Il tema della crescita, ovvero della mancanza di crescita, sta al centro di tutto: lo abbiamo scritto nel Post che precede questo. Ma proprio alla luce di questo tema, quali saranno le prossime mosse delle Banche Centrali ora che il QE ha fallito? Recce'd ve ne ha scritto il 16 agosto, oggi invece, a distanza di sette giorni, ne scrive il Financial Times con le parole che vi riportiamo sotto:

This is another of those weeks when markets hang on every word from Janet Yellen, the Federal Reserve chair, who is speaking in Jackson Hole on Friday. Such is the over-analysis of Fedspeak, they hang on every comma and colon too.

But if all investors are listening for from the annual central bankers’ symposium is clues as to whether the Fed raises rates in September, December or 2017, they may miss more important information for the coming year.

A central question is whether the developed world, and the US in particular, is finally about to see an uptick in inflation, which has been subdued for so long since the financial crisis. Getting the right answer to that question could be key to investing success. Smart money investors in the US are already drawing up strategies for a higher-inflation world, and it never hurts to have a few trading ideas in the hopper ready to go.

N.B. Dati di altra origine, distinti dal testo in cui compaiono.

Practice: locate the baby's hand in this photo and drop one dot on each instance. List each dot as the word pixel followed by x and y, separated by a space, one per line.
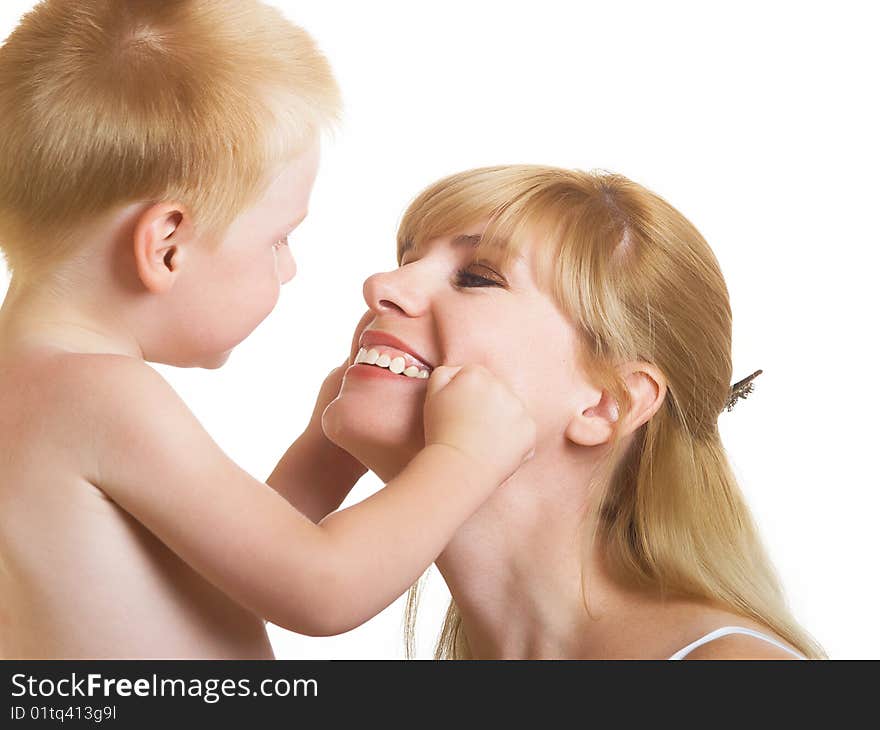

Ms Yellen’s colleague John Williams, president of the San Francisco Fed, has thrown the idea of raising central banks’ inflation target into the mix of suggestions for making monetary policy more flexible. Further remedies for sluggish economic growth will also be on policymakers’ minds.

Investors listening in on these wonkish discussions may decide that central bankers have some new ideas for rekindling inflation. But there are other reasons to think consumer prices might revive. Average hourly earnings in the US grew at an annual rate of 2.6 per cent last month, and the fact that job growth has outpaced labour force growth suggests upward pressure to come.

Meanwhile politicians around the world seem more willing to use fiscal policy after years of austerity, notably in the UK and Japan but also in the US, where bothpresidential candidates are talking infrastructure spending.

For years inflation has been the dog that did not bark, and no one is expecting a return to the 1970s. But it may be time to examine potential investment strategies for a no-longer-rock-bottom-inflation world.

This is harder than it sounds. After years of quantitative easing, real assets are trading at elevated prices. Gold, that most traditional inflation hedge, may be too volatile for many investors in the age of exchange traded funds.

However, three broad strategies suggest themselves, one in the bond market and two in equities.

E qui ci fermiamo: perché il FT propone le sue strategie, ma noi abbiamo già le nostre, che fino ad oggi sono vincenti e adeguate a questa sfida.